As deployments of Storage Area Networks (SANs) have increased, storage professionals have quickly recognized that the real costs accrue not from buying and implementing SANs but from managing them. In fact, according to a recent Gartner study, managing a SAN costs four to seven times as much as buying the hardware.
Consequently, administrators are constantly looking for strategies that let them control costs and best use their resources. Storage virtualization is one attempt to help administrators better use their resources and reduce costs. Through storage virtualization, administrators use capacity more effectively by developing a logical view of their infrastructures rather than a physical view. Although storage virtualization is relatively immature—major storage vendors are still tentative about what kind of metadata their systems will share and what kinds of services will remain proprietary—companies have begun looking at opportunities other than storage virtualization to increase management control.

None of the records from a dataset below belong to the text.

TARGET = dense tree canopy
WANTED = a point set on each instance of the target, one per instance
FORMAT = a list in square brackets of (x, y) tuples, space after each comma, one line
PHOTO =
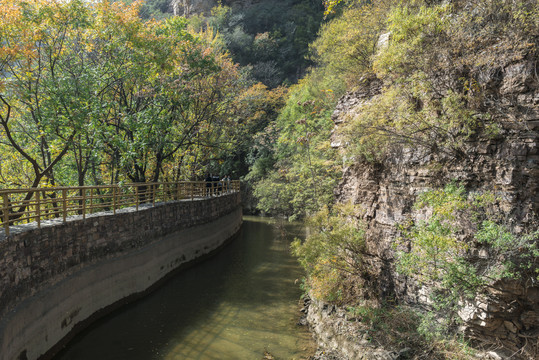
[(92, 90)]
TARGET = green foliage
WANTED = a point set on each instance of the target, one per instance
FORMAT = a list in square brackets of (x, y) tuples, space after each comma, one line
[(271, 38), (436, 251), (300, 171), (93, 90), (332, 252), (347, 49)]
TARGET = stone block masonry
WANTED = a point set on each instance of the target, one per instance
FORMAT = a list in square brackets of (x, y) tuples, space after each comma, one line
[(53, 280)]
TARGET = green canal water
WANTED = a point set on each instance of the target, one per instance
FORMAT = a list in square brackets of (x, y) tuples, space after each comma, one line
[(236, 305)]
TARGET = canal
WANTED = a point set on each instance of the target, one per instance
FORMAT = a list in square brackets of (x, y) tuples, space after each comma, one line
[(239, 304)]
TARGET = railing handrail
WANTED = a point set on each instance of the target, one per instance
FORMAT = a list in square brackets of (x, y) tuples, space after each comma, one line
[(42, 203), (56, 188)]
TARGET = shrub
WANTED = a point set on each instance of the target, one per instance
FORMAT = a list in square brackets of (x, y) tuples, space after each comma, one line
[(438, 252), (332, 253)]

Fabric virtualization applies the same concepts of storage virtualization to the fabric or network itself. That is, fabric virtualization abstracts the physical attributes of the fabric to a logical layer and manages the storage network. Administrators can assess and control all the data-fabric attributes—the quality of service, cost, and latency. McDATA, a global leader in open-storage-networking solutions, heavily promotes fabric virtualization and uses the telephone network to describe the concept. For example, when companies place calls from Baltimore to Beijing, they care primarily about three attributes: Quality of Service (QoS—i.e., how clear the call is), latency, (i.e., how long it takes to connect and the lag in sound transmission), and cost. Companies don't care about the 10 technologies needed to support the call; they just want to complete the call quickly, efficiently, and inexpensively.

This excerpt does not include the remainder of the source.